Overcome by heat and hunger, Kelig slumped down in the sparse shade of a gnarled tree, his sword hanging limp and unregarded by his side. The moss dripping from its branches hung black and dead. The whole swamp had been like that, twisted and dying, the water sluggish and stagnant.
He felt a stab in his sword-arm above his elbow-cup. Oh Sun, not another. He slapped at the stab and felt warm blood, his own, wash over his hand. He wiped the remains of the giant mosquito off his glove and onto a patch of unwholesome-looking yellow grass. That was the sixth today. He had to get out of the swamp before nightfall or he wouldn't need to worry about finding food.
He sheathed his sword and reached up to take his helmet off when he saw something with wings coming at his face. Reacting on instinct, he swatted it.
Kelig was pretty sure giant mosquitoes didn't shriek. He wrenched his helmet off and wiped the sweat and hair from his eyes. Lying in the disgusting yellow grass was a tiny woman with purple wings.
“Oh sweet Sun,” he groaned. He took off the leather gloves and picked her up carefully, sliding one hand under her body. He had no idea how to revive a woman who was less than three inches tall.
He dug in his pack and found his last clean handkerchief. He folded it atop his well-worn leather gloves and laid her gently on it. His almost-empty waterskin still had a mouthful or two. He took one and got a drop of water on his smallest finger. He let it fall onto her face.
Tangle sputtered as the big, warm water ball enveloped her head. She gulped a mouthful and sputtered more, then sat up on the handkerchief. Her head ached and she fluttered her wings. One was still a bit bent. Getting smashed against a metal wall had not been in the Council briefing.
She stood up and looked up. And up. And up. Humans were enormous. She realized he'd built her a nest in his gloves.
“Can you hear me?” she called. Huge he might be, but he was also cute. The brief thought of Bud crossed her mind. Bud would think he was cute too.
“I can hear you. Are you all right? I'm sorry!” He looked so upset she tested her wings and fluttered up to his shoulder. He bent wing sent her drifting but she corrected.

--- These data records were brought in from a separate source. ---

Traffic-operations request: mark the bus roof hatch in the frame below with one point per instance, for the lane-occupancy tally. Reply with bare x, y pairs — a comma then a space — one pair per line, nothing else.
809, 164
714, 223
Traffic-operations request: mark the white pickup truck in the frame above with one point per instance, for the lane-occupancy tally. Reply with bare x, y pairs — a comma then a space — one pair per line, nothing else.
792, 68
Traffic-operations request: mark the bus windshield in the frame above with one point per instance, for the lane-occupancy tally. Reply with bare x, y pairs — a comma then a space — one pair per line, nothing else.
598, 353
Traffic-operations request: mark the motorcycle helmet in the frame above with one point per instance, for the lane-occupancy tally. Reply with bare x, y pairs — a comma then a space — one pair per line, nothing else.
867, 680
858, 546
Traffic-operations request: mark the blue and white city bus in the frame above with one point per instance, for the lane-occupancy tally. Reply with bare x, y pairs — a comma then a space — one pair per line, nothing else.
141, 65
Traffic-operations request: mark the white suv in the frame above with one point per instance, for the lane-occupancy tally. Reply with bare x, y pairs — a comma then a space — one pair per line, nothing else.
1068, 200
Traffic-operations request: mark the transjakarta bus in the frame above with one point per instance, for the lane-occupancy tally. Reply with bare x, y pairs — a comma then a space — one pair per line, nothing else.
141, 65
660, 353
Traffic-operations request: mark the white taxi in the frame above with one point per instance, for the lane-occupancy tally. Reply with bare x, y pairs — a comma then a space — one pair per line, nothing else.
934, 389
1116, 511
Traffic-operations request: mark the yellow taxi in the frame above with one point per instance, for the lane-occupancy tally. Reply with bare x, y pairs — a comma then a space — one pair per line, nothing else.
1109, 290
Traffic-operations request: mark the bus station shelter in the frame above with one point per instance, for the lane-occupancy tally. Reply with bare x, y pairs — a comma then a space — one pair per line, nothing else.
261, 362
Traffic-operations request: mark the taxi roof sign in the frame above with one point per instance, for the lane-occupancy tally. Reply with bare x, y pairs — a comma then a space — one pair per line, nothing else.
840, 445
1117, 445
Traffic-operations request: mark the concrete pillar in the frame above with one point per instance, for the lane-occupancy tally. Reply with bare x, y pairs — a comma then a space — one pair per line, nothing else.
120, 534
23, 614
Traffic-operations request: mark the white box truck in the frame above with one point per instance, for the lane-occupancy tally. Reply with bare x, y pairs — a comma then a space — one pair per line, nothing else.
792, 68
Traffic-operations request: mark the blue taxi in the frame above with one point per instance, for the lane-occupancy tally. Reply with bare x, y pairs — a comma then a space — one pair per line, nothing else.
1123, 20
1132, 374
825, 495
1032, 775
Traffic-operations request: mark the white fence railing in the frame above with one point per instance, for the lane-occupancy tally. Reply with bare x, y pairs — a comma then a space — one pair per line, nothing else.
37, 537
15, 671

One arm wasn't moving right.
“I'm all right. I should have approached more carefully.” She was lying but she'd heal fast enough.
“I'm really sorry,” he said in a softer voice. “I was sweaty and in the helmet you looked like another giant mosquito.”
Tangle laughed. “You big meanie. Bloodsuckers aren't purple.”
“I know. You're really beautiful. I'm Kelig by the way. Kelig Ralkray, adventurer for hire.” He tried to sound impressive and it was all Tangle could do not to laugh again. Males had such an inflated sense of their own importance.
“Excellent. I want to hire you to kill the Lord Kalad and end his war with his sister which destroys the whole countryside.” She gestured around at the dying swamp. “The only problem is, I don't have anything to pay you with. Yet. Do you work for spoils?”
Kelig was shaking his head and staring at her. “Lord Kalad? You don't aim small do you, girl? Look, I'm barely trained. Most of that 'hero-for-hire' bluster is just that, bluster. “ He stared. “You're not all right.”
Tangle wobbled on her feet and he caught her before she could fall off his shoulder. With her good arm, she pulled out the spell-effect. “Find Thorn,” she told it. “Follow it,” she told Kelig. The dizziness and pain in her arm overwhelmed her.